In Ference’s study, KIF6 carriers with very high LDL suffered more cardiac events than non-carriers with similar LDL levels and, conversely, carriers who lowered their LDL experienced greater protection from cardiac events compared to non-carriers who lowered their LDL to a similar degree. In addition, people with KIF6 variant benefited more from statin therapies than non-carriers. Carriers on statin therapy experienced a 27% reduction in heart disease risk per mmol/L decrease in LDL, while non-carriers on statin therapy experienced a 17% reduction per mmol/L decrease in LDL.
These new findings add complexity to the story. They suggest that KIF6 carriers are more susceptible to heart disease risk conferred by high LDL levels but conversely derive greater benefit from lowering their LDL. These LDL-specific effects may help to explain why some of the early, small studies observed a possible link between the KIF6 variant and heart disease when the large study from 2010 — in people with a range of LDL levels — did not. Future studies may add even more clarity.

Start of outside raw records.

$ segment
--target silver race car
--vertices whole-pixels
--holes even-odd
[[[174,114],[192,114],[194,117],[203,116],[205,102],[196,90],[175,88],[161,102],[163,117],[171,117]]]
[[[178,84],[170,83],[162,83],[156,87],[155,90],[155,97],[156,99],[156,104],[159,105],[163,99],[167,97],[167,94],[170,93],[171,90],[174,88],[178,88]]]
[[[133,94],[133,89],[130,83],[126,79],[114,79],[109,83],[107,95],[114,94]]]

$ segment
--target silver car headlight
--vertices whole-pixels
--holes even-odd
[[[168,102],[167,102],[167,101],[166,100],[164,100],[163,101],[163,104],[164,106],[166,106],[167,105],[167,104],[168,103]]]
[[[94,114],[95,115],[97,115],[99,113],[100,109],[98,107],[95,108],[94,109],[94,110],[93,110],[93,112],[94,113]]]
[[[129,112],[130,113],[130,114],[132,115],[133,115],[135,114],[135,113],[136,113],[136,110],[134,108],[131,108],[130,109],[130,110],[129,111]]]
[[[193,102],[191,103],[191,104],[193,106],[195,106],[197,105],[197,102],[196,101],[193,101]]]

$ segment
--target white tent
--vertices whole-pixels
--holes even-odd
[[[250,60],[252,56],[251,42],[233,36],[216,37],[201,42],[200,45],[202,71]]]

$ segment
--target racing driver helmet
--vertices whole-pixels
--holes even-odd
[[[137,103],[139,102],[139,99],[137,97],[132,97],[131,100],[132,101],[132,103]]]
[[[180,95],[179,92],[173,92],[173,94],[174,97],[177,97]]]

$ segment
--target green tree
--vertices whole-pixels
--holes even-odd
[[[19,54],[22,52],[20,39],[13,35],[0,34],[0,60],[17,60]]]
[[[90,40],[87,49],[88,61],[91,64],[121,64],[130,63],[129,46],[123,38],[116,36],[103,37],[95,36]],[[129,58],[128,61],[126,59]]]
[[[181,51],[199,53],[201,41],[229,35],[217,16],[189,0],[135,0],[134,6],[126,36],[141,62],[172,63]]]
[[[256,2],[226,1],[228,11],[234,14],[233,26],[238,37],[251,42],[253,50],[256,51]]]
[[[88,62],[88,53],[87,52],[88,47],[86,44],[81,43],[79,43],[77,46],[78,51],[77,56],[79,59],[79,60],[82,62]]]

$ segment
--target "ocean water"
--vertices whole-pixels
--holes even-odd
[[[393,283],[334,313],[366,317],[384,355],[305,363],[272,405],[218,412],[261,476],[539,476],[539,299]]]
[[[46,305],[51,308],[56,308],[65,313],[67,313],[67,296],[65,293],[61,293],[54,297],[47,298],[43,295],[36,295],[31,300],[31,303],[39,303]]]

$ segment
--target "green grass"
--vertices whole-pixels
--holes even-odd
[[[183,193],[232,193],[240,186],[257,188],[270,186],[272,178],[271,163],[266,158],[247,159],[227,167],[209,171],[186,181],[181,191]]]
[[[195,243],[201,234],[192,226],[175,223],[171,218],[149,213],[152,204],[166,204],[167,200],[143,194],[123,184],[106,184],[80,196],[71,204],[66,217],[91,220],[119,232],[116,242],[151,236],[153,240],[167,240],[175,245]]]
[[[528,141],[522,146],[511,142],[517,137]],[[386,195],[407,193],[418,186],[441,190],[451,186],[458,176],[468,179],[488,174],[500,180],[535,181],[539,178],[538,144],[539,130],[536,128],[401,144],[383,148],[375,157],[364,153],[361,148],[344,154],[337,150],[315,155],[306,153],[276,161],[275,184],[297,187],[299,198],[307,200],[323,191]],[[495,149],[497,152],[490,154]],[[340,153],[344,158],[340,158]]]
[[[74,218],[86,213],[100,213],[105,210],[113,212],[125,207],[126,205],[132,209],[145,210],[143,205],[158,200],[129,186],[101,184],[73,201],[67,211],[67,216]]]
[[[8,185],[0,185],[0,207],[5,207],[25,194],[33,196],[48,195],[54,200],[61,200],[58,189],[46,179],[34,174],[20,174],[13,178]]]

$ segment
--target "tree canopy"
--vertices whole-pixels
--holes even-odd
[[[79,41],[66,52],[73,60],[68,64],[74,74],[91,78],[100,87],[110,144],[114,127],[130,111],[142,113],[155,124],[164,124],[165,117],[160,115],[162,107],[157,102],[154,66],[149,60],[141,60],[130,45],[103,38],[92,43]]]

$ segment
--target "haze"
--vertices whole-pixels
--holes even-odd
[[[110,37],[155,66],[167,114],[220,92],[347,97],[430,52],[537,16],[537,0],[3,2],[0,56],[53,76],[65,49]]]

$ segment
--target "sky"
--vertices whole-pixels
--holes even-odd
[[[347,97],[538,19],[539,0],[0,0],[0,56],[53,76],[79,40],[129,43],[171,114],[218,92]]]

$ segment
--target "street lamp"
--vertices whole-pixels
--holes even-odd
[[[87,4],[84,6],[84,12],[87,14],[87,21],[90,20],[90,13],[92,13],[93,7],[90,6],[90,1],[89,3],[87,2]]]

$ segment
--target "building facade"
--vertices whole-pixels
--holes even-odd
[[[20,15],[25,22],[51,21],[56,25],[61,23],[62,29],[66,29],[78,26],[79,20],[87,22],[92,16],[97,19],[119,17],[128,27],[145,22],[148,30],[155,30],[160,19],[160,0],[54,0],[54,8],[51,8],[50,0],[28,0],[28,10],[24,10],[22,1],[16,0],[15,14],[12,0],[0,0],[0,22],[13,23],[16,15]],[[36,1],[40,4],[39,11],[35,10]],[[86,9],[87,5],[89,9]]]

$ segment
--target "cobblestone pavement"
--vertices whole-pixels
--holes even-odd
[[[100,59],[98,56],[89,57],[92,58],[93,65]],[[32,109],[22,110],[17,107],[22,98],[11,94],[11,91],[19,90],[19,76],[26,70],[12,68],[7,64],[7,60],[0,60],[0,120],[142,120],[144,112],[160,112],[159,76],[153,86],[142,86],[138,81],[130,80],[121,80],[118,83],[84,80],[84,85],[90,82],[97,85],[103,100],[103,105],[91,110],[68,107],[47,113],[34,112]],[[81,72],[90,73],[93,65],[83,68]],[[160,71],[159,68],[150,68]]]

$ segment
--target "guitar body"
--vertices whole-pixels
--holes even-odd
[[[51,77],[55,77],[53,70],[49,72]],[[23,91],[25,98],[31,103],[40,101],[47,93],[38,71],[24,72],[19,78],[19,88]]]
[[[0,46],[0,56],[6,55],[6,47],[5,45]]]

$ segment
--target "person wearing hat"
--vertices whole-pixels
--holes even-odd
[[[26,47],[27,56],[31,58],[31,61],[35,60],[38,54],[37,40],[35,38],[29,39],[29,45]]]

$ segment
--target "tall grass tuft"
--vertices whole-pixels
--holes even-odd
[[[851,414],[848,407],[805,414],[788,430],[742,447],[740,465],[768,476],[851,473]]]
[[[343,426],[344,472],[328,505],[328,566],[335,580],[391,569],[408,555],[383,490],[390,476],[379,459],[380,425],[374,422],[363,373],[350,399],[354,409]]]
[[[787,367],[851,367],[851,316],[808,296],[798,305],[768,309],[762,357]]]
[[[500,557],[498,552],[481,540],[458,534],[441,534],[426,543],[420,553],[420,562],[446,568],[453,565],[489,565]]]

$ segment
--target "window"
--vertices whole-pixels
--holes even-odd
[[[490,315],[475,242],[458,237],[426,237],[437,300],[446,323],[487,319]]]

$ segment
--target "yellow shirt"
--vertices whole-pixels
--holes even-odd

SNPwatch gives you the latest news about research linking various traits and conditions to individual genetic variations. These studies are exciting because they offer a glimpse into how genetics may affect our bodies and health; but in most cases, more work is needed before this research can provide information of value to individuals. For that reason it is important to remember that like all information we provide, the studies we describe in SNPwatch are for research and educational purposes only. SNPwatch is not intended to be a substitute for professional medical advice; you should always seek the advice of your physician or other appropriate healthcare professional with any questions you may have regarding diagnosis, cure, treatment or prevention of any disease or other medical condition.
Editor’s note: Pending an FDA decision, 23andMe no longer offers new customers access to health reports referred to in this post. Customers who purchased prior to November 22, 2013 will still be able to see their health reports, but those who purchased after that time will not. Those customers will have access to ancestry information as well as access to their uninterpreted raw data.